Fitness instructor at Peloton

Jessica King, better known as Jess King, is an American dancer and fitness instructor, best known for her classes at the exercise equipment company Peloton.

== Early life and family ==
King was born in 1985 and grew up in Myrtle Beach. She was exposed to fitness from a young age. Her mother, Ximena Bernales, was a competitive bodybuilder and owned boutique fitness studios.

== Career ==
King began her professional career as a dancer. She toured as a dancer and teacher and was the lead in a Cirque Du Soleil production in Las Vegas. In 2008, she was a contestant on So You Think You Can Dance. She was dancing in a show in New York City when the producer suggested she interview with Peloton, a new fitness startup looking for coaches. She accepted an instructor position despite having never been on a spin bike before.

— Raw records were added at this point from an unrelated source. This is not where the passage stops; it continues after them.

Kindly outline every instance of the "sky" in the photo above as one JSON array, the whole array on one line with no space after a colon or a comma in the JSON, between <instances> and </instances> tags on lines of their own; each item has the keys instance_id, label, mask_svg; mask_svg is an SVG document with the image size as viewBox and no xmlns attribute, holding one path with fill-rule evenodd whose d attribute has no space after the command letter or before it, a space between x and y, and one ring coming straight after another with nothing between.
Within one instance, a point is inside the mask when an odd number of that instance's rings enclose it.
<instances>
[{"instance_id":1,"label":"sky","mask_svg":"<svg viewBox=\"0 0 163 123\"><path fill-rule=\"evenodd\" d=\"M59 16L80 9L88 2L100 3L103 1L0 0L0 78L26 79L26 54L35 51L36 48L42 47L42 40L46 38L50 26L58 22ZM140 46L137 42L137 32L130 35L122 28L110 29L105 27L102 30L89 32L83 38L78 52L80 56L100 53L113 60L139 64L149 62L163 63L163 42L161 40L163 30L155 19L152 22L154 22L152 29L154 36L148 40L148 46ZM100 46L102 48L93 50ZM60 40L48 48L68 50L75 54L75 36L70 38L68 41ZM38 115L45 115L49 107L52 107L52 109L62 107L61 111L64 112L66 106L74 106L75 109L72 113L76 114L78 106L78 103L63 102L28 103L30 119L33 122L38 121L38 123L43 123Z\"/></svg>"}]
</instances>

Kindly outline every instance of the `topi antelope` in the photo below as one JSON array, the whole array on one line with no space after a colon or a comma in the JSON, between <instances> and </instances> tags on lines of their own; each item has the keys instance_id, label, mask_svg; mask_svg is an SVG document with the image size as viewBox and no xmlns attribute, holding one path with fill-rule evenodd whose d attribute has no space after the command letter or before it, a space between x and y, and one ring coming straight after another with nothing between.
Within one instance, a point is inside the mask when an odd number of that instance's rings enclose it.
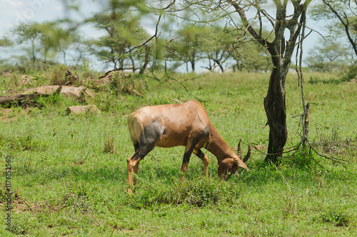
<instances>
[{"instance_id":1,"label":"topi antelope","mask_svg":"<svg viewBox=\"0 0 357 237\"><path fill-rule=\"evenodd\" d=\"M135 148L134 154L127 159L128 192L131 192L133 172L138 173L139 163L156 146L186 146L181 166L181 181L183 181L192 153L200 158L208 177L208 158L201 151L204 147L218 160L218 174L227 178L228 173L236 173L238 166L249 170L245 162L251 153L248 151L241 160L241 141L238 154L231 150L208 119L207 112L198 101L189 101L178 104L165 104L142 108L128 118L130 136ZM134 185L136 180L134 180Z\"/></svg>"}]
</instances>

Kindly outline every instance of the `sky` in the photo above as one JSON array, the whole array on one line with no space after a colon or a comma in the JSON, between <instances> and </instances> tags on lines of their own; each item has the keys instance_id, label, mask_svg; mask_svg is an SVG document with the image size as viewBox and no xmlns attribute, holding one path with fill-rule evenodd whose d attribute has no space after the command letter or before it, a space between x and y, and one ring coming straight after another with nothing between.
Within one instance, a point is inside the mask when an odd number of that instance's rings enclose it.
<instances>
[{"instance_id":1,"label":"sky","mask_svg":"<svg viewBox=\"0 0 357 237\"><path fill-rule=\"evenodd\" d=\"M11 38L10 29L23 22L41 22L45 21L55 21L65 16L80 21L96 11L101 10L105 0L72 0L81 3L80 12L66 11L62 1L59 0L0 0L0 38L6 36ZM144 29L150 34L154 34L154 26L150 27L147 22L143 22ZM154 26L154 24L152 26ZM316 31L321 31L318 25L314 25ZM97 38L102 33L96 30L90 24L82 25L80 28L83 37ZM313 33L304 41L304 58L307 52L313 49L318 44L321 36ZM21 46L14 46L15 49L8 49L2 51L1 59L4 55L14 53L16 50L21 51ZM17 49L16 49L17 48ZM103 66L99 61L94 61L96 69Z\"/></svg>"}]
</instances>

King played the fictitious Peloton instructor "Allegra" in the premier episode of And Just Like That... (the Sex and the City sequel series), in which Mr. Big had a heart attack. Immediately following the TV episode, Jess King starred in a spoof Peloton ad with Mr. Big, produced by Ryan Reynolds.

==Personal life==
King is in a relationship with Sophia Urista, to whom she got engaged in 2020. In May 2022, the couple announced that King was pregnant with their first child. Their son, Lucien, was born in November 2022. In February 2023, the couple announced that Urista was pregnant with their second child. Their daughter, Afiza Maria Urista King, was born in July 2023, 8 months after her brother.